After a long search for a tailoring partner, we’ve chosen Lubiam for a host of factors. There is the company’s quality and craft legacy, of course. That’s a given. A precious natural fibre requires the world’s best weavers and makers to bring it to its full potential. The light-filled Lubiam workshop combines a mix of machine and intricate hand sewing, spread over 200 individual stages. Predominantly, however, we chose Lubiam as a our makerpartner because of their human-centric DNA. The familyowned company is a humanist operation, putting effort into providing their worker’s lives with meaning, and merging work with family lifestyle. With M.J. Bale’s values based on integrity, character, and service, Lubiam exhibits the type of ethics we want to work with, and to learn from. To culturally inspire their workers, the solar-powered headquarters are covered from wall-to-wall with art, and there is a pre-school on site. To help the mainly female tailoring workforce manage their work-life commitments, the Bianchi family created a pre-school here at Lubiam HQ for the children of staff to be expertly cared for during office hours. “The possibility to have children here is wonderful,” Alan, Lubiam’s Export Director, told us during our visit. “We can see the children out of the windows playing in the garden. For the mothers and parents, of course, they don’t have to worry about their kids. They can visit them during the day, if needed. It is a small thing but makes a big difference.”

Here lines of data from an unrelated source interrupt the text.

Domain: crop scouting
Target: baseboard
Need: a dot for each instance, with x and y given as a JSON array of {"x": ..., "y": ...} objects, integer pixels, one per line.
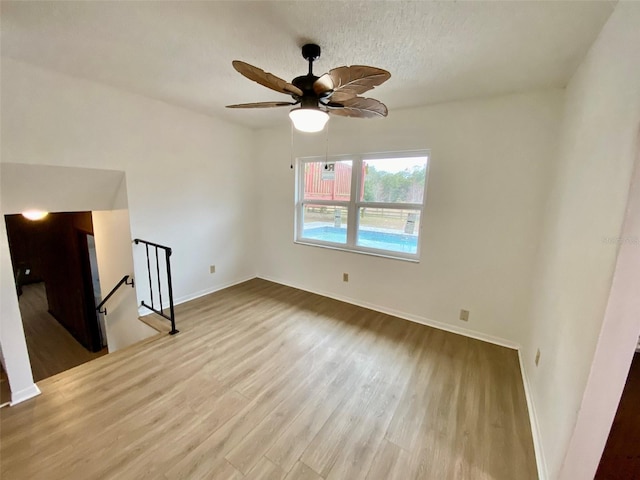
[
  {"x": 533, "y": 419},
  {"x": 406, "y": 316},
  {"x": 24, "y": 394},
  {"x": 142, "y": 311}
]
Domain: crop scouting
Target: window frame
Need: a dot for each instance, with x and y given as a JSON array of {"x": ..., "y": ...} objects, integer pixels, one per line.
[{"x": 354, "y": 205}]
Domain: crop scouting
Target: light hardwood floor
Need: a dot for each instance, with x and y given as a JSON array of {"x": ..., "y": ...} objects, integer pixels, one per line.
[
  {"x": 52, "y": 349},
  {"x": 268, "y": 382}
]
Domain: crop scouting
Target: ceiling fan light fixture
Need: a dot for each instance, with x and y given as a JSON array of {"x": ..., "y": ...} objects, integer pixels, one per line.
[
  {"x": 309, "y": 120},
  {"x": 35, "y": 215}
]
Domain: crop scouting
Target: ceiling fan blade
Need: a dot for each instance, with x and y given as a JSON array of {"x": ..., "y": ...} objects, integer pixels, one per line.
[
  {"x": 267, "y": 79},
  {"x": 323, "y": 85},
  {"x": 358, "y": 107},
  {"x": 262, "y": 105},
  {"x": 349, "y": 82}
]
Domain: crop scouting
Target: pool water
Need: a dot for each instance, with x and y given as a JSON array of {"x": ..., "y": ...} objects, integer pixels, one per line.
[{"x": 395, "y": 242}]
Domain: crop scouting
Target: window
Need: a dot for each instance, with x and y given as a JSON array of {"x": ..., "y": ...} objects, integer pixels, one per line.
[{"x": 364, "y": 203}]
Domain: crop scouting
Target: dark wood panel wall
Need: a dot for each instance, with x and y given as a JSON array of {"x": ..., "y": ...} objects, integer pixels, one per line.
[{"x": 56, "y": 252}]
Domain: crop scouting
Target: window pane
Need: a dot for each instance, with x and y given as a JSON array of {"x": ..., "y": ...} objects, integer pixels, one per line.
[
  {"x": 394, "y": 180},
  {"x": 326, "y": 223},
  {"x": 327, "y": 181},
  {"x": 389, "y": 229}
]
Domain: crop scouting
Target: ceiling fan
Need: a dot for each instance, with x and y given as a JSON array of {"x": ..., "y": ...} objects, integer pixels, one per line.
[{"x": 336, "y": 92}]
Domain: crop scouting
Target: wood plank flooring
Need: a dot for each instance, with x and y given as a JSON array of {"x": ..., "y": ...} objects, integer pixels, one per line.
[
  {"x": 269, "y": 382},
  {"x": 52, "y": 349}
]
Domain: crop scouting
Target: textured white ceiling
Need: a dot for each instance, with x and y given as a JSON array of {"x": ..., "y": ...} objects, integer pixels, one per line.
[{"x": 181, "y": 52}]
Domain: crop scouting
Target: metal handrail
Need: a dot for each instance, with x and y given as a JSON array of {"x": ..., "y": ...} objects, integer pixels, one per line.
[
  {"x": 167, "y": 250},
  {"x": 124, "y": 280}
]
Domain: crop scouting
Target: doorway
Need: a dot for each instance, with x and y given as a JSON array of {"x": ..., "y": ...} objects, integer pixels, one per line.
[{"x": 53, "y": 267}]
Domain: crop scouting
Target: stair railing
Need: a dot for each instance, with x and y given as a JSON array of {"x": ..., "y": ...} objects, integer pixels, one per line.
[{"x": 167, "y": 254}]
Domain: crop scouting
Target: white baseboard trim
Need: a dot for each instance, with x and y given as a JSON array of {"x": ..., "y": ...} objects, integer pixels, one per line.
[
  {"x": 142, "y": 311},
  {"x": 533, "y": 420},
  {"x": 24, "y": 394},
  {"x": 406, "y": 316}
]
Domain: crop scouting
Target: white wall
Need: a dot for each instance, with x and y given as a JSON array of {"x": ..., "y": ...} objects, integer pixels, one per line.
[
  {"x": 584, "y": 217},
  {"x": 188, "y": 175},
  {"x": 488, "y": 178},
  {"x": 188, "y": 179}
]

During school holidays the children of staff aged six to 12 come to Lubiam for classes with professional teachers, enjoying lunch with their parents at the in-house cafe. “No, it’s not normal,” Alan continues when we ask if this practise is common in Italy. “But consider that in Italy there has always been a… let’s say, a sort of attention to creating a working environment that is not only for work. Having this humanist approach to business, putting the human being at the centre of what we do, is really part of our culture, our state of mind.” And the connection between art and Lubiam tailoring? “One inspires the other,” answers Alan. “We don’t think we make only products; we think we make something that has to be always inspired by beauty. We don’t only provide a jacket; we provide a piece of Italian lifestyle. That’s the connection. It’s part of our blood. It’s part of our DNA. So, you are always consciously or unconsciously inspired by it.” M.J. Bale’s Kingston single-source methane-reduced wool may have been more science than art up to this stage. However, in the form of the ‘Mantova’ blazer, made by Lubiam from VBCwoven cloth, it will undisputedly be a thing of beauty.